Listener: 15 May, 2004.
Keywords: Environment & Resources;
Energy is ultimately the key to sustainability, but the first civilisations were based on water. In some cases, the quality water supplies ran out, perhaps from rising salt in irrigated soil, and the civilisation died. This threat is not peculiar to the past. There are great lakes in the middle of Asia dying from mismanagement, African countries dispute over water from the Nile, and even the US and Australia have major water systems that are disappearing or the soil is suffering from excess salt, with serious economic consequences.
Although their systems have property rights that allow users to draw off water for certain purposes, the rights – often based on a “first come first, served” principle – are typically clumsy and often inconsistent with the hydrology. If they allow the drawing off of more water than is available, then those downstream will suffer, and some entitlements will be ineffective. Australia’s great Murray River is a trickle near the sea. Even if those in charge get the hydrology correct, the purposes for which the water is used are often inefficient.

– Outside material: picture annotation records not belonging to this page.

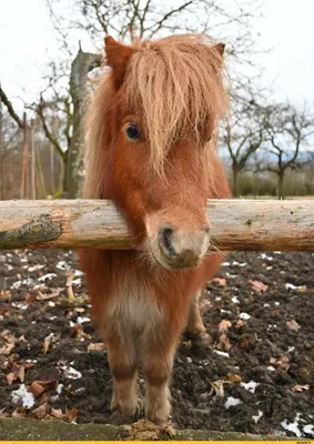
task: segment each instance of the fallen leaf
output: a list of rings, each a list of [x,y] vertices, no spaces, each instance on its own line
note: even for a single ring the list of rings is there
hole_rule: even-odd
[[[305,384],[305,385],[295,385],[294,387],[292,387],[293,392],[303,392],[310,390],[310,385]]]
[[[29,384],[29,391],[36,396],[41,396],[44,392],[57,389],[59,382],[57,380],[33,381]]]
[[[89,352],[103,352],[105,350],[105,345],[102,342],[91,343],[88,346]]]
[[[298,325],[298,323],[294,320],[286,321],[286,326],[288,327],[288,330],[293,330],[295,332],[301,329],[301,325]]]
[[[270,364],[272,364],[275,369],[282,370],[283,372],[287,372],[290,369],[290,361],[285,354],[281,354],[278,359],[271,357]]]
[[[41,404],[39,407],[34,408],[31,412],[31,415],[37,420],[43,420],[44,416],[47,415],[47,403]]]
[[[222,321],[219,323],[219,331],[220,331],[221,333],[227,332],[227,329],[230,329],[230,327],[231,327],[231,322],[227,321],[227,320],[222,320]]]
[[[261,292],[264,293],[269,287],[269,285],[263,284],[263,282],[260,282],[260,281],[251,281],[251,279],[250,279],[249,282],[257,293],[261,293]]]
[[[222,333],[221,334],[221,336],[219,339],[219,342],[216,343],[216,349],[221,350],[223,352],[229,352],[230,351],[231,344],[230,344],[230,341],[229,341],[229,337],[227,337],[226,333]]]
[[[4,412],[4,411],[6,411],[6,408],[0,410],[0,417],[9,417],[10,416],[10,413]]]
[[[211,396],[213,393],[215,393],[215,395],[220,398],[224,397],[224,390],[223,390],[223,385],[224,384],[230,384],[229,381],[224,381],[224,380],[217,380],[217,381],[213,381],[211,382],[211,391],[209,393],[209,395]]]
[[[68,293],[68,297],[70,301],[74,301],[75,296],[73,293],[73,280],[74,280],[74,273],[73,270],[69,269],[67,271],[67,283],[65,283],[65,289],[67,289],[67,293]]]
[[[44,387],[40,385],[38,382],[32,382],[29,386],[29,391],[36,396],[39,397],[44,392]]]
[[[68,410],[67,412],[65,412],[65,420],[69,422],[69,423],[72,423],[72,422],[74,422],[75,420],[77,420],[77,417],[78,417],[78,408],[71,408],[71,410]]]
[[[38,295],[36,299],[38,301],[49,301],[50,299],[58,297],[61,293],[62,289],[55,289],[52,293],[49,294],[42,294],[40,291],[38,292]]]
[[[9,374],[7,374],[7,381],[9,385],[12,385],[13,381],[17,381],[18,376],[11,372]]]
[[[57,420],[63,420],[63,413],[61,408],[51,408],[51,416],[55,417]]]
[[[236,375],[236,374],[233,374],[233,373],[227,373],[226,376],[227,376],[227,380],[230,382],[233,382],[233,383],[242,382],[242,377],[240,375]]]
[[[42,346],[42,354],[47,354],[50,347],[51,341],[50,340],[44,340],[43,341],[43,346]]]
[[[242,329],[242,327],[245,326],[245,325],[246,325],[246,324],[245,324],[244,321],[239,320],[239,321],[236,322],[236,324],[235,324],[235,329]]]
[[[27,411],[26,408],[16,408],[14,412],[12,413],[12,417],[26,417],[27,416]]]
[[[12,350],[14,349],[14,344],[6,344],[0,349],[0,355],[3,354],[8,356]]]
[[[226,280],[223,278],[214,278],[212,279],[212,282],[216,282],[217,284],[225,286],[226,285]]]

The same problem can apply to sea fish. In a sombre article in the July 2003 Scientific American, Canadian fisheries scientists Daniel Pauly and Reg Watson describe the parlous state of the world’s fisheries, suggesting that many are in danger of collapsing from overfishing. It is a combination of thinking that the resource is unlimited (and simple – the article presents a fascinating insight into the complexity of fisheries) and failing to regulate the take where the stock is known to be limited. Over the last decade, fish landings have been declining by about 700,000 tonnes a year: about double New Zealand’s total annual catch. Not surprisingly, the world price of fish is rising.

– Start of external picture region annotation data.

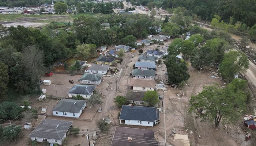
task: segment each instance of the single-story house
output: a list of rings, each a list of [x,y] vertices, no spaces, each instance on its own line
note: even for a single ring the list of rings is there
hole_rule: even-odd
[[[85,73],[106,74],[109,69],[109,65],[104,64],[95,64],[91,65],[88,69],[84,70]]]
[[[147,55],[149,56],[156,56],[158,58],[160,58],[163,56],[163,52],[154,50],[150,50],[146,52]]]
[[[73,122],[45,119],[43,120],[29,135],[31,141],[38,142],[62,144],[67,137],[66,133],[72,126]]]
[[[126,92],[125,98],[126,100],[136,106],[148,106],[148,103],[144,101],[142,99],[145,96],[146,91],[140,91],[132,90],[128,90]],[[154,107],[158,107],[158,103],[155,104]]]
[[[80,95],[84,99],[90,98],[91,96],[93,94],[96,87],[92,85],[75,85],[68,92],[68,97],[72,97],[72,96]]]
[[[135,68],[139,69],[155,70],[155,63],[148,62],[136,61]]]
[[[155,89],[155,80],[130,78],[128,80],[128,85],[130,90],[153,91]]]
[[[139,139],[139,142],[136,141],[136,139]],[[120,127],[116,127],[110,144],[110,146],[159,145],[158,142],[155,141],[153,130]]]
[[[52,111],[54,116],[79,118],[86,105],[86,102],[85,100],[61,99]]]
[[[251,129],[256,129],[256,119],[251,119],[244,122],[244,125]]]
[[[139,61],[152,62],[155,64],[157,60],[157,57],[156,56],[143,55],[140,55],[138,59]]]
[[[109,57],[108,56],[100,56],[96,60],[96,64],[112,65],[112,62],[114,59],[114,58]]]
[[[129,46],[121,45],[115,46],[115,48],[116,48],[116,51],[120,51],[121,49],[124,49],[124,52],[127,52],[129,51],[129,50],[131,49],[132,47]]]
[[[155,80],[155,70],[134,69],[132,71],[132,76],[133,78]]]
[[[99,85],[103,75],[101,74],[94,74],[85,73],[79,79],[80,84],[89,85]]]
[[[152,41],[148,40],[147,39],[143,39],[141,41],[142,43],[144,43],[146,46],[149,46],[150,45],[154,44],[154,42]]]
[[[154,107],[123,105],[120,124],[153,127],[160,120],[159,110]]]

New Zealand is an exception, because we restrict the total allowable catch to sustainable levels, using a system of individual transferable quotas (ITQs). This gives long-term property rights to the fishers, the transferring enabling them to seek the most efficient means of catching. Given the political paralysis that applies to most of the world’s fisheries (because those overfishing are fiercely reluctant to stop), our system of ITQs places New Zealand in a strong position to be a world supplier of premium sea fish. However, we should take no pleasure that this is happening.

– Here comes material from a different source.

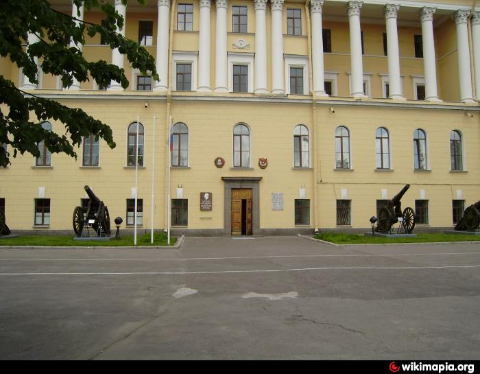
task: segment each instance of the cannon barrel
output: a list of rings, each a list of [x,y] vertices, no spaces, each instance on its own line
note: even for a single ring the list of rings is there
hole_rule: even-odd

We are not as well-placed in regard to fresh water, despite putting considerable efforts into improving water quality, and assessing the sustainable draw-offs from ground and underground water. But we still seem to think that, except during droughts, the supply of water is unlimited, even if it is no longer a boundless sump for our waste. At the same time, the property rights are often ambiguous and inefficient, confining the water to a particular use and/or location.
So, although fresh-water allocation may not be an immediate problem, it is a looming one. We should prepare for that future now, especially as it will give us another long-run international trading advantage for water-intensive foods. The Australians, with their water shortages, are ahead of us (although in some locations it may be akin to introducing ITQs when there are no fish).
Not only should we be cleaning up water quality, we should also be making property rights in water more rigorous. It will not be easy, because the situation varies from catchment to catchment, the performance of councils that manage them is decidedly patchy, and many think that they have a stronger property right to water than the law provides. The outcome should lead to a more rigorous definition of those rights, grandfathering in existing users where practical. But giving to existing users requires tradeability, to enable the transfer of permits to higher valued uses as demand and technology change. The draw-off rules must be clear, but the purpose and location of the use should not be specified, other than what is necessary for hydrological sustainability. The equivalent in fisheries is that we don’t specify how the fish should be caught or what they should be used for.
There is a nervousness about this commercialisation of water. But we are only arguing over at what point in the value chain water should become tradeable. (An onion is full of water, but we don’t restrict its use.) The international experience is that where there are tradeable water rights, water is usually leased only on a temporary basis, although in the long run, we might expect structural change, with more conservation and recycling.
As our demands increase, we may eventually move to the metering of all urban water, too, shifting the charging for water off the rates. There are those who say that water is too valuable to treat this way. Economists say that it is so valuable we should be thinking about how to use it efficiently, rather than wastefully.